L’ajout d’un inoculant bactérien au fourrage frais augmente les chances d’obtenir un ensilage de bonne qualité et devrait être considéré comme une police d’assurance indique Tim McAllister et son équipe de chercheurs en Alberta. Les inoculants de base, contenant des bactéries qui produisent de l’acide lactique, renforcent la population naturelle présente sur les plantes récoltées. Le pH de l’ensilage chute plus rapidement, ce qui provoque l’arrêt de la respiration des plantes. Il faut savoir que la respiration « brûle » les sucres de la plante. Or, les sucres constituent d’abord la matière première pour la production d’acides dans l’ensilage. Ils sont également un nutriment de choix, ultradigestible pour la production laitière via la fermentation dans le rumen. En résumé, l’inoculant augmentera les chances de victoire de la population des bactéries lactiques, abaisser le pH de l’ensilage plus rapidement et conserver un maximum de sucres pour alimenter l’animal.

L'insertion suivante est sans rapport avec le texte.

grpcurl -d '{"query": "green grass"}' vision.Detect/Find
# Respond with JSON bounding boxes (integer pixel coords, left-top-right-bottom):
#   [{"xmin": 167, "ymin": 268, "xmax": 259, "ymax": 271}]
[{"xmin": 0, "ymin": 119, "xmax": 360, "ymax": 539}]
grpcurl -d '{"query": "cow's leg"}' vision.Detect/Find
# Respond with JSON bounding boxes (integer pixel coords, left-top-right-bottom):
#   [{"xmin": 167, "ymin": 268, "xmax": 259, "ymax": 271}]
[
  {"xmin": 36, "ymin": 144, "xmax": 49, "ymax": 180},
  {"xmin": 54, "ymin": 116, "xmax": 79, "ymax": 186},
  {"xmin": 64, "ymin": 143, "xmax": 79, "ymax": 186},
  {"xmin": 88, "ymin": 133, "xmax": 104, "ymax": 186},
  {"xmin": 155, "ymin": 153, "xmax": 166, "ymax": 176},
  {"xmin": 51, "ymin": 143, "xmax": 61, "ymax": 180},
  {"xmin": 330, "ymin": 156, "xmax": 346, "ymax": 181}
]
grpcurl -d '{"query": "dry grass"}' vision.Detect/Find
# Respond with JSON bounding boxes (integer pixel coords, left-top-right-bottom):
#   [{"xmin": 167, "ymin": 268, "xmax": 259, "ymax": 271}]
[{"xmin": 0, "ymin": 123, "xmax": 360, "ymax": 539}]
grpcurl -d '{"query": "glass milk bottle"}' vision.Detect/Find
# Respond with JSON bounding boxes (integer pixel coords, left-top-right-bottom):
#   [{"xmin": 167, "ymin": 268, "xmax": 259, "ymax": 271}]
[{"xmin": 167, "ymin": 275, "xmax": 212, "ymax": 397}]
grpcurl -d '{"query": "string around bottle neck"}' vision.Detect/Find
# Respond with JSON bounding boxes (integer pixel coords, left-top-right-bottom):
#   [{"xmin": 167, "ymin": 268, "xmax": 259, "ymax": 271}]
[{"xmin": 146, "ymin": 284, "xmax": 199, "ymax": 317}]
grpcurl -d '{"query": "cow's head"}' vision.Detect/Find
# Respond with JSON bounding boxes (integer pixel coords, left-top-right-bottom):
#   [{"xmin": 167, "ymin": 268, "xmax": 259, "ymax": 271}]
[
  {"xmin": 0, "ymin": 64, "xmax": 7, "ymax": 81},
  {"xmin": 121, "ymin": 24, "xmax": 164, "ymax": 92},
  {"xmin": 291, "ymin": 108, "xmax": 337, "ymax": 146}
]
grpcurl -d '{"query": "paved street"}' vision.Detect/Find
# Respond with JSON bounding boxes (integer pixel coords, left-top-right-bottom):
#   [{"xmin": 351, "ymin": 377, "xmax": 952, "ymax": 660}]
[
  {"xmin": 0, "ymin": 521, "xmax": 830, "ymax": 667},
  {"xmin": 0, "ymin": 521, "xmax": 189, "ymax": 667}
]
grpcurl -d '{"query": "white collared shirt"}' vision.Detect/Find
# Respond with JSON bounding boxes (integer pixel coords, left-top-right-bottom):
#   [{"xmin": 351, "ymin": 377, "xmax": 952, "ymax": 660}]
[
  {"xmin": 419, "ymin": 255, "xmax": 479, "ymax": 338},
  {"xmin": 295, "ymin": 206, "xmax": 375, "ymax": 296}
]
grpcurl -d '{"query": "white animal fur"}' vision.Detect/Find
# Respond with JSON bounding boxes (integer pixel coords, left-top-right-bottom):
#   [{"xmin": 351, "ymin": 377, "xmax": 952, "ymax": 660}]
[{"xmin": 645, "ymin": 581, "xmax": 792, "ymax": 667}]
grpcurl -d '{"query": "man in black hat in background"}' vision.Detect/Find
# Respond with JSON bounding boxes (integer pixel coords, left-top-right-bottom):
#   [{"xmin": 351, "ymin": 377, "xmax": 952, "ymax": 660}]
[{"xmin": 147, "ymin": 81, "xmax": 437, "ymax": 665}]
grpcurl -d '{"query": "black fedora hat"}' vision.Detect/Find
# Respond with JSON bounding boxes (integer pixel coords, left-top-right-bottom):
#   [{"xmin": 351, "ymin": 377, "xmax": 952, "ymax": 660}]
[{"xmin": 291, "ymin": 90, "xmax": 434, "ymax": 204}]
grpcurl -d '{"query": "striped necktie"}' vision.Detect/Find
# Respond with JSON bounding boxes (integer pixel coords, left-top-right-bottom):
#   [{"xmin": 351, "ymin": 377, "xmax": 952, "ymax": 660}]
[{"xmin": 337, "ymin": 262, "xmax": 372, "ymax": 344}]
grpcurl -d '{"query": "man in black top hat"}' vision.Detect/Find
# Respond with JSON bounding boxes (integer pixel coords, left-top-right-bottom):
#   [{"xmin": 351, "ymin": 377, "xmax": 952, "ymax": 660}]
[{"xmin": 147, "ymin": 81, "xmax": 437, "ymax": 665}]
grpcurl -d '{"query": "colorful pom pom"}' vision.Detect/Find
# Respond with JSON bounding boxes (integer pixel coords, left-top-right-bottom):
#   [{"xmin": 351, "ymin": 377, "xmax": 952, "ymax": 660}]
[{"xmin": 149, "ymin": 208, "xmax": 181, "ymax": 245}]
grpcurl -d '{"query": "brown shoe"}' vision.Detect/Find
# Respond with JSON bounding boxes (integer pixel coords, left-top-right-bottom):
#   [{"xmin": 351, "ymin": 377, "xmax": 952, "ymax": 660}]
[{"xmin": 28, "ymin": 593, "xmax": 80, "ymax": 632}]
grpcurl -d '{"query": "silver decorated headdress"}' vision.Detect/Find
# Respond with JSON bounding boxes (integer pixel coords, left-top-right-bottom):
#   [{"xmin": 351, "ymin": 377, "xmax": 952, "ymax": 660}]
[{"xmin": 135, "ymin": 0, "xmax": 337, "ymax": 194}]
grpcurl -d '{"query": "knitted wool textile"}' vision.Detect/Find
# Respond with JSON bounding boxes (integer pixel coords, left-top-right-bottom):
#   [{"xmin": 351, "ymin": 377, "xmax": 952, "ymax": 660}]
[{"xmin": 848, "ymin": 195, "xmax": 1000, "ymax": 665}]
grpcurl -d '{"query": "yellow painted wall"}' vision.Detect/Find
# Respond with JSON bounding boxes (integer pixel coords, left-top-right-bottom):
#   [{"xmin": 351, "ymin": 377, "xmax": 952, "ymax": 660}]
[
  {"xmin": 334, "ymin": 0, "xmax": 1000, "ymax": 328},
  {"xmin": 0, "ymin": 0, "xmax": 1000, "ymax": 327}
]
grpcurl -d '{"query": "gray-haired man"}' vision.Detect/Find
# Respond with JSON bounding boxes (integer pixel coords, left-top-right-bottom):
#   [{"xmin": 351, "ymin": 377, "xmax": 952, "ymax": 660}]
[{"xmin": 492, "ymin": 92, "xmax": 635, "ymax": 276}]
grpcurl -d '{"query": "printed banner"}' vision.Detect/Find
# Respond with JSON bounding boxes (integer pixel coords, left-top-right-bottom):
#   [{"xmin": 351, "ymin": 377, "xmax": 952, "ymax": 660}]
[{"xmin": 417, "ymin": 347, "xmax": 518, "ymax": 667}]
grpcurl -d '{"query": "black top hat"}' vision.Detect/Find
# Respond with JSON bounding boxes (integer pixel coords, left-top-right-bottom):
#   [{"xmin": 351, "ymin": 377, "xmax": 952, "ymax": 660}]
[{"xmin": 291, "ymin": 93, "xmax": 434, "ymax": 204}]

De nombreuses études scientifiques démontrent une amélioration générale de la fermentation des ensilages d’herbe ayant été traités avec des inoculants lactiques. La diminution accélérée du pH a préservé la qualité de la protéine et  réduit la croissance des organismes néfastes tels que les clostridies et les moisissures. La meilleure conservation de l’ensilage d’herbe obtenue dans des études comparatives est souvent montrée comme le déclencheur d’une augmentation de production de lait, explicable par une consommation d’aliments plus élevée par les vaches. Certains composés produits lorsque la fermentation de l’ensilage n’est pas idéale sont responsable soit d’un mauvais goût ou carrément d’un effet inhibiteur sur l’appétit des animaux.

L’utilisation d’un inoculant lactique dans l’ensilage d’herbe est un outil éprouvé pour améliorer la qualité de conservation des fourrages. De bons résultats seront obtenus dans la mesure où  les bonnes pratiques de récolte et d’entreposage des ensilages sont respectées. Voilà donc par où commencer pour optimiser la productivité et la rentabilité des fermes.